2016-05-12 Thread Duncan Murdoch

On 12/05/2016 8:45 AM, Charles Determan wrote:

R Developers,

Could someone help explain what it means that R is single threaded?  I am
trying to understand what is actually going on inside R when users want to
parallelize code.  For example, using mclapply or foreach (with some
backend) somehow allows users to benefit from multiple CPUs.


I don't know what document you are quoting when you say "R is single 
threaded", but one possible meaning is that most base R calculations are 
done in a single thread.  When you do vectorized calculations like x+y 
for long vectors x and y, they are done internally as loops over the 
entries.


On Windows, there are two threads when running Rterm, with one to 
maintain the display, since otherwise the plot display couldn't update 
while R is waiting for input.


The mclapply function in the parallel package forks the process to do 
its calculations.


Other packages can do other variations on parallel computations.

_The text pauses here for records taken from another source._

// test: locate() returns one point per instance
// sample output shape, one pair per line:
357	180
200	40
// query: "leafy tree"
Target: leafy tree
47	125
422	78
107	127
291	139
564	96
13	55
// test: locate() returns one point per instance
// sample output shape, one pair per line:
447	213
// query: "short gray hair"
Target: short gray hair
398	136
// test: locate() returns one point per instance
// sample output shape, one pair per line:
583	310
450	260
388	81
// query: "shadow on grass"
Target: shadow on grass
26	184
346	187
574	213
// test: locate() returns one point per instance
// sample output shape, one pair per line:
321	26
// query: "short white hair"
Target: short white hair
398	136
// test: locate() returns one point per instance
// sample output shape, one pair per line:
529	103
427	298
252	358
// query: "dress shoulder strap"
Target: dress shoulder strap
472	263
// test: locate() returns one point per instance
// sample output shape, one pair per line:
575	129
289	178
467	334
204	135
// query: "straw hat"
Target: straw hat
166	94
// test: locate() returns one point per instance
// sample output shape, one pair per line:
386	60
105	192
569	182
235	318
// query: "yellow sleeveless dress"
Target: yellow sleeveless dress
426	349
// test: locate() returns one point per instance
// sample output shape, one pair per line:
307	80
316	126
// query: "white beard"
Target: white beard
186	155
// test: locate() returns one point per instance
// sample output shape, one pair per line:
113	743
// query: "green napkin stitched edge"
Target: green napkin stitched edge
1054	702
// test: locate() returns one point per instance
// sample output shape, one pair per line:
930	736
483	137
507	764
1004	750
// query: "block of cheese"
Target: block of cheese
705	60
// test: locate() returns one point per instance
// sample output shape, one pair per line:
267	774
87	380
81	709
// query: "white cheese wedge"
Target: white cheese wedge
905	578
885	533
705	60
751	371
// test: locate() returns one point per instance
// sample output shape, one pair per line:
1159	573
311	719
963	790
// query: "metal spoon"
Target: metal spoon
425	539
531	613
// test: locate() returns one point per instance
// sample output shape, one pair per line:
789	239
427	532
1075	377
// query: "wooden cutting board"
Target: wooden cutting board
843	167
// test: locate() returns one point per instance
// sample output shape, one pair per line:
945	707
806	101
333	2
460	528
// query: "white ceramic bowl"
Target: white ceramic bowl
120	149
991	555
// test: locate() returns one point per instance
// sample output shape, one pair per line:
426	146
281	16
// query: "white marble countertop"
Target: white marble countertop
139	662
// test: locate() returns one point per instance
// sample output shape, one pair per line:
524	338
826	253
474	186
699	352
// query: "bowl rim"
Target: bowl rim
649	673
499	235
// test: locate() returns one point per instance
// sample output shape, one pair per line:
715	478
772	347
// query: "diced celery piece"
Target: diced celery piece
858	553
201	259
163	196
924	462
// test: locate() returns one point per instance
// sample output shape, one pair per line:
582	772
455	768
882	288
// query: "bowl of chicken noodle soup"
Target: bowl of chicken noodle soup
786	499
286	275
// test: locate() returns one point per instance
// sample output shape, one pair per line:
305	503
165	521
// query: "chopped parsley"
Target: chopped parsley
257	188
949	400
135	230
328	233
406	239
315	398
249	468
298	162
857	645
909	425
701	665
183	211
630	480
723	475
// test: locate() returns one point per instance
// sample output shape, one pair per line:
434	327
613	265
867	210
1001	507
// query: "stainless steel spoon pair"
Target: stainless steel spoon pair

I can't help you with the rest of your question, I don't know what XPtr 
objects are.


Duncan Murdoch



Similarly there is the RcppParallel package for RMatrix/RVector objects.
But none of these address the general XPtr objects in Rcpp.  Some readers
here may recognize my question on SO (
http://stackoverflow.com/questions/37167479/rcpp-parallelize-functions-that-return-xptr)
where I was curious about parallel calls to C++/Rcpp functions that return
XPtr objects.  I am being a little more persistent here as this limitation
provides a very hard stop on the development on one of my packages that
heavily uses XPtr objects.  It's not meant to be a criticism or intended to
be rude, I just want to fully understand.

I am willing to accept that it may be impossible currently but I want to at
least understand why it is impossible so I can explain to future users why
parallel functionality is not available.  Which just echos my original
question, what does it mean that R is single threaded?

Kind Regards,
Charles

[[alternative HTML version deleted]]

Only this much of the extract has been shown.